How Much Sleep Do Men Need to Maintain Testosterone?

The nocturnal testosterone rise requires at least 3 hours of sleep with intact architecture — particularly slow-wave sleep and REM sleep. Testosterone production is sleep-stage-dependent, meaning the type of sleep matters as much as the duration. The evidence points to a practical threshold somewhere between 5 and 7 hours, with testosterone declining measurably below 5 hours per night.

Testosterone production during sleep depends on reaching and maintaining specific sleep stages. The Ukraintseva (2018) data demonstrated that slow-wave sleep drives androgen synthesis — suppress it by 54%, and morning testosterone drops even when total sleep time is unchanged. The Luboshitzky (2001) data showed that REM sleep is required for the nocturnal testosterone surge to occur. Both stages are necessary.

This has practical implications for the “how many hours” question. Sleep architecture is front-loaded: slow-wave sleep dominates the first half of the night, while REM sleep concentrates in the second half. Cutting sleep short — going to bed late or waking early — disproportionately cuts REM time, which is when the nocturnal testosterone rise occurs.

The Leproult data showed that 5 hours per night for one week was sufficient to produce a 10-15% testosterone decline. The Kim meta-analysis found that partial restriction (6-hour range) did not produce a statistically detectable acute effect, while total deprivation did. The practical threshold for sustained testosterone maintenance likely falls in the 7-hour range, though individual variation exists.
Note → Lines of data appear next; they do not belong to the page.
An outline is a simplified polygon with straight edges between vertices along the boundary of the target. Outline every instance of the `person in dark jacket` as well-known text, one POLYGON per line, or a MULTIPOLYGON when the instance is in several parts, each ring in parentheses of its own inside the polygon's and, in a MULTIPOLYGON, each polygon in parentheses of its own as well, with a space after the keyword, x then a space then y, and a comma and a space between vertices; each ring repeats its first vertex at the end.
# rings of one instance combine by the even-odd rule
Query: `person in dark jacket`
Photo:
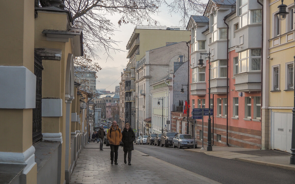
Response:
POLYGON ((95 134, 94 133, 94 132, 93 132, 93 133, 92 134, 92 137, 91 137, 92 138, 92 141, 94 142, 94 141, 95 140, 95 134))
POLYGON ((104 130, 103 127, 102 125, 99 125, 99 130, 97 131, 97 133, 96 133, 96 139, 99 139, 99 141, 100 141, 100 144, 99 145, 99 150, 103 151, 102 149, 102 146, 103 145, 103 142, 102 142, 102 140, 104 137, 104 135, 105 131, 104 130))
POLYGON ((130 124, 127 123, 125 124, 122 132, 122 141, 124 143, 123 151, 124 151, 124 163, 127 163, 126 157, 128 153, 128 165, 131 165, 131 151, 134 150, 133 142, 135 140, 135 135, 132 129, 130 127, 130 124))

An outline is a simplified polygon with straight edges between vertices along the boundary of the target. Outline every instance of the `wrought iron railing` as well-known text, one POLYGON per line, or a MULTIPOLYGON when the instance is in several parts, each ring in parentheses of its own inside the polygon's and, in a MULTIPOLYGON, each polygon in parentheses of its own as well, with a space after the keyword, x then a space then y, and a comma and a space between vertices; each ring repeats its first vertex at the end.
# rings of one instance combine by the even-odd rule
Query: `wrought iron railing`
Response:
POLYGON ((34 57, 34 74, 36 76, 36 107, 33 109, 33 142, 42 139, 42 60, 36 54, 34 57))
Age complicates the picture. Hernandez-Perez et al. (2024) analyzed NHANES data from 8,748 adults and found the sleep-testosterone relationship is nonlinear across the lifespan. In young men aged 20-40, short sleep (6 hours or less) was paradoxically associated with elevated testosterone (OR = 3.62) — likely reflecting acute stress-axis activation or selection effects in healthier short sleepers. In middle-aged men aged 41-64, longer sleep was associated with low testosterone (OR = 2.03), which may reflect hypersomnia secondary to low testosterone or underlying conditions driving both extended sleep and hormonal suppression.

The question is whether the sleep you are getting includes enough consolidated slow-wave sleep and REM sleep to support the androgen synthesis pathway. Fragmented 8-hour sleep may produce less testosterone than consolidated 7-hour sleep with normal architecture.

Why Does the Testosterone-Sleep Cycle Get Worse Over Time?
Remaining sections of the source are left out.